A resilient, emotionally charged offering from a defiant and uncompromising artist, Noga Erez has shared her new single ‘You So Done’ via City Slang. Accompanied by a stunning set of visuals directed by Indy Hait, the Tel Aviv based artist delves deep in to the memories left behind by a toxic relationship, making this her most personal release to date.
“At some point, exactly one year ago, I started flashing back to one of the darkest times in my life,” Erez explains. “I was young, incredibly confused and lonely. There was a moment during this period where I was actually so weak, insecure and in need of love that I was not able to step out of what I know now to be an emotionally abusive relationship.” Erez’s recognition may strike a chord with many listeners who have endured this kind of emotional isolation, and she wants them to know they are not alone and that there is always a way out.
Erez has channelled her fears, frustrations and un-nerving flashbacks into ‘You So Done’, which despite its context, radiates artistic confidence. Far removed from the joviality of previous lockdown inspired single ‘NO News On TV’, Erez’s distinctive sound has evolved further on this new single. “What a joke, what a joke you made me / What’s a Queen to a Joker, tell me” she taunts over spacious beats and warped electronics, her calm delivery belying any resentment she feels about her experiences.
Erez’s patience and willingness to explore her memories in the track and the accompanying video are what make both so impressive.
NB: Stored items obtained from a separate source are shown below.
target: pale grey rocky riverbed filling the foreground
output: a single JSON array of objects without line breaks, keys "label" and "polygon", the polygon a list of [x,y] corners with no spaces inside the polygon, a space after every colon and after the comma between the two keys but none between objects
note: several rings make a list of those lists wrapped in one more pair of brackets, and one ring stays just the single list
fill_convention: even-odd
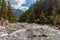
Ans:
[{"label": "pale grey rocky riverbed filling the foreground", "polygon": [[0,27],[0,40],[60,40],[60,30],[35,23],[13,23]]}]

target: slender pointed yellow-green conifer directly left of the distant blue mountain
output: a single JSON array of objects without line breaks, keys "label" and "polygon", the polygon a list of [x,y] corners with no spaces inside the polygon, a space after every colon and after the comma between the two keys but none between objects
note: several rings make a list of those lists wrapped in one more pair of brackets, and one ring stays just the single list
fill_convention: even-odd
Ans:
[{"label": "slender pointed yellow-green conifer directly left of the distant blue mountain", "polygon": [[9,22],[16,22],[16,18],[12,12],[12,9],[11,9],[11,5],[10,5],[10,2],[8,1],[8,13],[7,13],[7,17],[8,17],[8,20]]}]

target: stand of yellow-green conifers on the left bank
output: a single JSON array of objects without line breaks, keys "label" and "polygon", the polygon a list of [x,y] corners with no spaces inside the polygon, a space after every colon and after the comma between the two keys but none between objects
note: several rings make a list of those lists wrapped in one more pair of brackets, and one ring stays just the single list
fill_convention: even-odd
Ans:
[{"label": "stand of yellow-green conifers on the left bank", "polygon": [[0,11],[0,19],[3,17],[4,19],[8,19],[9,22],[16,22],[16,18],[14,17],[14,14],[11,10],[11,5],[8,2],[8,5],[6,4],[5,0],[1,0],[1,11]]}]

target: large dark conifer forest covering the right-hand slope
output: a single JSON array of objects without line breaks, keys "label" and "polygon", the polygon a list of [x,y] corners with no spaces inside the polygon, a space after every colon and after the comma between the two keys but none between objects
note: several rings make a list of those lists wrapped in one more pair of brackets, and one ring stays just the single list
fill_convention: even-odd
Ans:
[{"label": "large dark conifer forest covering the right-hand slope", "polygon": [[37,1],[20,16],[20,20],[41,24],[58,24],[60,23],[60,0]]}]

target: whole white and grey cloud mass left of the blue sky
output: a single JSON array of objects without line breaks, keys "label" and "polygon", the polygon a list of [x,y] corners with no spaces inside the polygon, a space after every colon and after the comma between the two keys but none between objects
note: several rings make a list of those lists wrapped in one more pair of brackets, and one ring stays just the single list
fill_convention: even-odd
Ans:
[{"label": "whole white and grey cloud mass left of the blue sky", "polygon": [[11,6],[14,9],[21,9],[23,11],[25,11],[26,9],[28,9],[28,7],[22,6],[22,4],[25,4],[26,3],[26,0],[9,0],[9,1],[11,3]]}]

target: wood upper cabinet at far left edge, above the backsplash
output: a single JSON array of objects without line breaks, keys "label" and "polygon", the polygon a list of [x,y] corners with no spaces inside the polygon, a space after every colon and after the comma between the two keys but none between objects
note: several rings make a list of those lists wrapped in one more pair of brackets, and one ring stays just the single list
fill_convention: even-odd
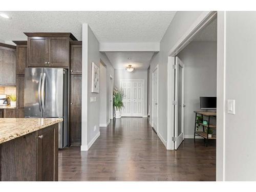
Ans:
[{"label": "wood upper cabinet at far left edge, above the backsplash", "polygon": [[16,85],[16,46],[0,44],[0,86]]}]

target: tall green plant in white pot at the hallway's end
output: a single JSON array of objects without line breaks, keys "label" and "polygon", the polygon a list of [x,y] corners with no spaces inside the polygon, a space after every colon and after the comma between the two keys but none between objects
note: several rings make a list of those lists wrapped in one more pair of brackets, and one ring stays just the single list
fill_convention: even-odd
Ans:
[{"label": "tall green plant in white pot at the hallway's end", "polygon": [[115,118],[119,119],[121,118],[121,110],[124,107],[123,105],[123,91],[122,89],[114,89],[113,93],[113,105],[115,109]]}]

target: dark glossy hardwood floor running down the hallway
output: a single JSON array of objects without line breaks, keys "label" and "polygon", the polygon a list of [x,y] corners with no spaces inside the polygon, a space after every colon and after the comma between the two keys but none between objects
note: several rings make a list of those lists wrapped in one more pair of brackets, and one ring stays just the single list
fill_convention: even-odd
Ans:
[{"label": "dark glossy hardwood floor running down the hallway", "polygon": [[59,151],[59,181],[215,181],[216,143],[185,139],[167,151],[147,118],[116,119],[100,127],[88,152]]}]

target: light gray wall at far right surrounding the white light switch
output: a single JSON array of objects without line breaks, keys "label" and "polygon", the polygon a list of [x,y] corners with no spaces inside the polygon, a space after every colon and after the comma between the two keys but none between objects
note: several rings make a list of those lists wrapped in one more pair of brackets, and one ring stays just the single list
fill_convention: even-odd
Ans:
[{"label": "light gray wall at far right surrounding the white light switch", "polygon": [[[256,181],[256,12],[226,13],[225,180]],[[218,155],[218,154],[217,154]]]}]

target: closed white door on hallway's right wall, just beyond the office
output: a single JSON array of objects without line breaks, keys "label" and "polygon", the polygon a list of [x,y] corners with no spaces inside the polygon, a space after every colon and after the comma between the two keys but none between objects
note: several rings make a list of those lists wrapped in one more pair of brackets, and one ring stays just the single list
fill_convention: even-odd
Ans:
[{"label": "closed white door on hallway's right wall, just beyond the office", "polygon": [[152,124],[158,133],[158,68],[153,71],[152,81]]}]

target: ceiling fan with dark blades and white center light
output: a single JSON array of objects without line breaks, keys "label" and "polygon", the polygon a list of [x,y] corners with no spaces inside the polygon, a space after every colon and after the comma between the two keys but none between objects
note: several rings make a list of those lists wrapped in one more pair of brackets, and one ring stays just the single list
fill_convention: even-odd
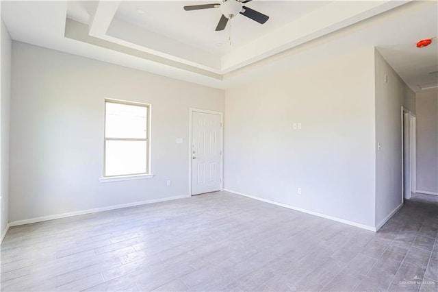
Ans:
[{"label": "ceiling fan with dark blades and white center light", "polygon": [[252,10],[244,6],[242,3],[248,3],[252,0],[222,0],[222,3],[216,4],[203,4],[203,5],[190,5],[184,6],[185,11],[192,10],[201,10],[201,9],[209,9],[209,8],[220,8],[220,12],[222,12],[222,16],[220,17],[218,26],[216,27],[216,32],[220,30],[224,30],[227,26],[228,20],[232,19],[238,13],[248,17],[248,19],[253,19],[253,21],[257,21],[258,23],[266,23],[268,21],[269,16],[260,13],[258,11]]}]

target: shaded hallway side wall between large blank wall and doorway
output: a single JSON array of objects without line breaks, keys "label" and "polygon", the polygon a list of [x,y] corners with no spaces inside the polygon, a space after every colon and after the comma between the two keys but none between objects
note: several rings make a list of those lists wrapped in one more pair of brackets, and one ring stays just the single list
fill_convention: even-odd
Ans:
[{"label": "shaded hallway side wall between large blank wall and doorway", "polygon": [[[415,110],[413,91],[376,51],[376,224],[402,204],[401,107]],[[387,75],[387,82],[385,82]]]}]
Her third collaboration with Tel Aviv-based director Indy Hait, the visuals for ‘You’re So Done’ felt risky to Erez in the beginning. “Usually, I have an idea or I work with a director on an idea together. I decided to let [Hait] do his thing. He offered up an idea that included a robot and I immediately hated it. I was just not able to imagine how it wouldn’t come off as a science fiction video and felt it wasn’t my style. But after talking and tearing the idea apart, I realised that this is a truly meaningful character.
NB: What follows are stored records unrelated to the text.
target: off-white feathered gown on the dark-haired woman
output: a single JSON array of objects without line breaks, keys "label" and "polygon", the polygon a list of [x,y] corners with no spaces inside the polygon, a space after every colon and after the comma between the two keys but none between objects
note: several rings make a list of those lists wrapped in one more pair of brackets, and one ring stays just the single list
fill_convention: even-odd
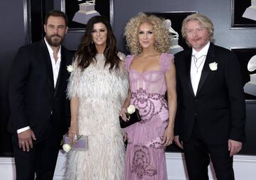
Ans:
[{"label": "off-white feathered gown on the dark-haired woman", "polygon": [[[125,57],[119,53],[121,60]],[[124,142],[119,111],[129,88],[124,66],[110,72],[104,55],[81,71],[77,61],[68,82],[68,97],[79,98],[78,132],[89,149],[68,153],[65,177],[71,180],[124,179]]]}]

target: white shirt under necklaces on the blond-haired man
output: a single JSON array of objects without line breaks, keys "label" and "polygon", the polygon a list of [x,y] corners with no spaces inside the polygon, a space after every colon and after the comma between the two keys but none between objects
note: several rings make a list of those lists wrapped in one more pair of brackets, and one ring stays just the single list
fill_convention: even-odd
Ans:
[{"label": "white shirt under necklaces on the blond-haired man", "polygon": [[210,42],[206,44],[203,49],[200,51],[192,50],[191,56],[191,84],[193,87],[193,92],[196,95],[198,84],[201,78],[201,72],[203,69],[203,65],[206,62],[206,55],[208,53],[208,49],[210,47]]}]

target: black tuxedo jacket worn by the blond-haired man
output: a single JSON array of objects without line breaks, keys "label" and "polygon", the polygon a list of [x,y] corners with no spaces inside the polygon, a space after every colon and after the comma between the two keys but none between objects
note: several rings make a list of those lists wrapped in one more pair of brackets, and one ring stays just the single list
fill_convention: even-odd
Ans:
[{"label": "black tuxedo jacket worn by the blond-haired man", "polygon": [[[191,84],[192,49],[175,55],[178,110],[175,135],[188,142],[197,120],[203,139],[211,145],[228,139],[245,141],[245,98],[237,57],[230,50],[210,44],[198,91]],[[209,64],[218,63],[213,71]]]}]

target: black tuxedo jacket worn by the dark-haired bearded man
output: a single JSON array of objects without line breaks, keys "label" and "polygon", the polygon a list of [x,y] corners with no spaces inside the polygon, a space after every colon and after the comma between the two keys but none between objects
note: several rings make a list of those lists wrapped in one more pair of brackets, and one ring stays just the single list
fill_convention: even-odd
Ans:
[{"label": "black tuxedo jacket worn by the dark-haired bearded man", "polygon": [[49,121],[57,127],[55,133],[58,135],[68,130],[70,108],[66,89],[70,73],[67,66],[71,62],[71,52],[62,46],[60,71],[54,88],[53,69],[45,41],[18,50],[9,81],[8,129],[11,133],[29,125],[38,140]]}]

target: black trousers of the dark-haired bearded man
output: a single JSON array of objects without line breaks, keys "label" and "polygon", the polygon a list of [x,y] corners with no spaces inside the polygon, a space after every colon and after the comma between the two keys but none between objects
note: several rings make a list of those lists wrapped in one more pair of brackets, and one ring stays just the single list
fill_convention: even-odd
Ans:
[{"label": "black trousers of the dark-haired bearded man", "polygon": [[60,148],[61,135],[56,134],[53,123],[49,122],[41,140],[33,141],[33,148],[23,152],[18,147],[18,137],[14,135],[14,159],[16,180],[52,180]]}]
The robot in this video is actually not the violent character. Its job was to portray the act of violence through transferring the moves from an unseen character and helping them come alive visually. The video uses muscle memory as the ‘engine’ to that violent dance act, and muscle memory is something that fascinates me. Eventually this video is far from being science fiction, it is my most personal video to date.”